Within the larger universe of Catholics, however, there are subsets of voters of much greater political salience.
One such cohort is regular (at least weekly) Mass-attending Catholics. These are the folks in the pews who in 2012 were repeatedly reached on the issue of religious freedom through homilies, church bulletins, church rallies, bishops' letters and, when parking lot patrols were successfully evaded, through literature such as the Catholic Association's Religious Freedom Scorecard, comparing the records of President Obama and Gov. Mitt Romney. These are the folks campaign strategists have identified as the "holy grail" of voters in the past four presidential elections.
In 1999, Steven Wagner, president of QEV Analytics, conducted a landmark national survey of Catholic voters and identified two distinct political strains among regular Mass-attending Catholics: "Social Justice" Catholics -- whose politics generally encompass traditional liberal agenda concerns -- and a group Mr. Wagner dubbed "Social Renewal" Catholics. While the latter are generally anti-abortion, they are also concerned about broader cultural decline and the threat that it poses to individuals, families and communities. It was in this group that Mr. Wagner identified the core of the Catholic "swing vote."
So how did Mr. Obama fare with regular Mass-attending Catholics? He was clobbered.
Mr. Romney received a historic 57 percent compared to the president's 42 percent -- a 15-point gap that was up dramatically from the single point Sen. John McCain received over Mr. Obama in 2008.
The raw numbers tell an even bigger story. Mr. Obama lost 2 million regular Mass-attending Catholic voters from his '08 showing.

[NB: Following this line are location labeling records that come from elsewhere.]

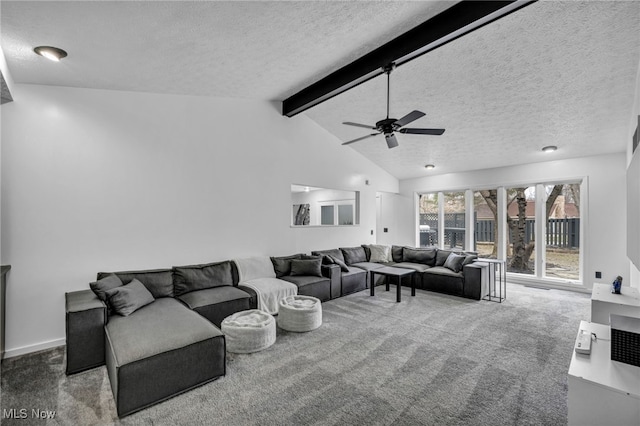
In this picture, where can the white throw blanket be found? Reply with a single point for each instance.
(270, 291)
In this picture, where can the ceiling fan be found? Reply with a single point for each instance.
(390, 125)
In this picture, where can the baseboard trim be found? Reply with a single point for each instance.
(11, 353)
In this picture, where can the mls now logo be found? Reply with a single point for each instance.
(23, 413)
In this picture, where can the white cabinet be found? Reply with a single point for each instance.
(601, 391)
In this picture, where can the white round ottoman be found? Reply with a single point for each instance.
(300, 313)
(249, 331)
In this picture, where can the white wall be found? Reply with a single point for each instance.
(634, 197)
(101, 180)
(389, 218)
(604, 238)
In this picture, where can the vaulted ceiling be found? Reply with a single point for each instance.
(554, 73)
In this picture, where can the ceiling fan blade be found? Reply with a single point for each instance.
(411, 131)
(392, 142)
(366, 126)
(412, 116)
(360, 138)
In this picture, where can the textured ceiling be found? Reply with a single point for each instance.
(554, 73)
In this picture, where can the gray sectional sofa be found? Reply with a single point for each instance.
(158, 331)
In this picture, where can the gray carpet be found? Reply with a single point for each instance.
(429, 360)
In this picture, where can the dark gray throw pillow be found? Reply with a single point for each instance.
(343, 266)
(199, 277)
(109, 282)
(312, 267)
(416, 255)
(454, 262)
(128, 298)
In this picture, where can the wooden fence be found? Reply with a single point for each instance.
(562, 233)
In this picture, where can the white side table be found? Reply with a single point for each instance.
(601, 391)
(603, 303)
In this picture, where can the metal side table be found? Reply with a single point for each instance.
(497, 290)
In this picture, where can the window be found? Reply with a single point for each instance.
(536, 228)
(485, 208)
(454, 220)
(428, 220)
(521, 220)
(326, 215)
(315, 206)
(562, 233)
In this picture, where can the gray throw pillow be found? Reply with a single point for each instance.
(282, 264)
(353, 255)
(312, 267)
(441, 257)
(396, 253)
(128, 298)
(454, 262)
(102, 285)
(343, 266)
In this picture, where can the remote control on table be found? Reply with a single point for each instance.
(583, 342)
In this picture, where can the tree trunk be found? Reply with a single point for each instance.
(518, 227)
(491, 198)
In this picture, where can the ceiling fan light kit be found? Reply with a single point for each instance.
(390, 125)
(50, 52)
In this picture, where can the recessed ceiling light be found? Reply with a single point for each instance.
(51, 53)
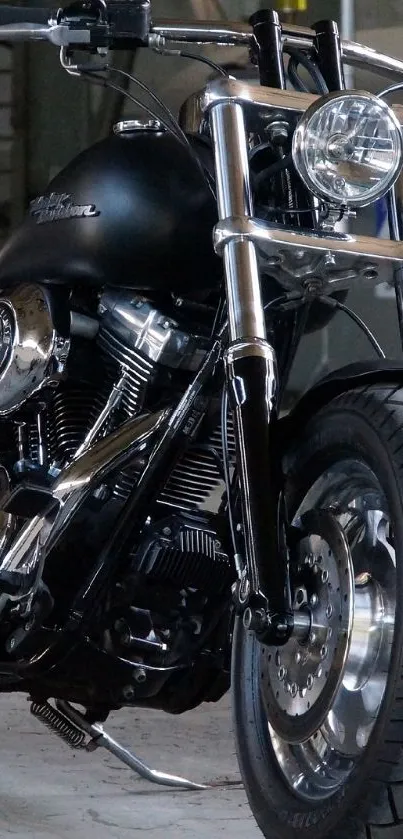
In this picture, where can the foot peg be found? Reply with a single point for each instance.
(72, 726)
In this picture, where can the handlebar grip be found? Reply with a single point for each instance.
(24, 14)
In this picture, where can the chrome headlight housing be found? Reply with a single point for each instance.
(348, 148)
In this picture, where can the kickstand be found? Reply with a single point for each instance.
(100, 738)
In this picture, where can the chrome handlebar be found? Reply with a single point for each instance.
(207, 32)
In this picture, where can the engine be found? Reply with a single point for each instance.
(55, 385)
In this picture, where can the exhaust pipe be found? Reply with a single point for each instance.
(21, 567)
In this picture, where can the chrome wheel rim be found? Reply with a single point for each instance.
(320, 759)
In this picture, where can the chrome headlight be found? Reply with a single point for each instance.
(348, 148)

Democratic policy adviser William Galston confirmed shortly after the election that the Obama administration had deliberately chosen to "pick a fight" with the Catholic Church over the HHS mandate in order to boost turnout of unmarried women, 70.4 percent of whom voted for Mr. Obama in 2008. The result? Mr. Obama's support from unmarried women actually dipped to 67 percent. Here again, the raw numbers tell an important story. Mr. Obama received the same number of votes of unmarried women as in 2008 -- 19.1 million. The turnout "boost" was a bust. The math shows that the decision to "pick a fight" with Catholics was a miscalculation, and Vice President Joseph R. Biden Jr.'s early political objections to the ploy were well-founded.
In the end, however, those 2 million regular Mass-attending voters that left Mr. Obama did not end up in Mr. Romney's column. For whatever reason, he could not close the sale with them. Perhaps, though grasping the bishops' exhortations that conscience play an essential role in governing one's vote, too many faithful missed the implicit duty to actually get into the voting booth in the first place.
In any case, the numbers speak to where faithful, Mass-attending Catholics stand and how they feel about their religious liberty being compromised. The president or his agents are going to have to do better to accommodate this community of faithful Catholics or risk swinging them permanently into the column of voters alienated by the Democratic Party.
Leonard Leo, a director of the Catholic Association, was George W. Bush's Catholic strategist for the 2004 election.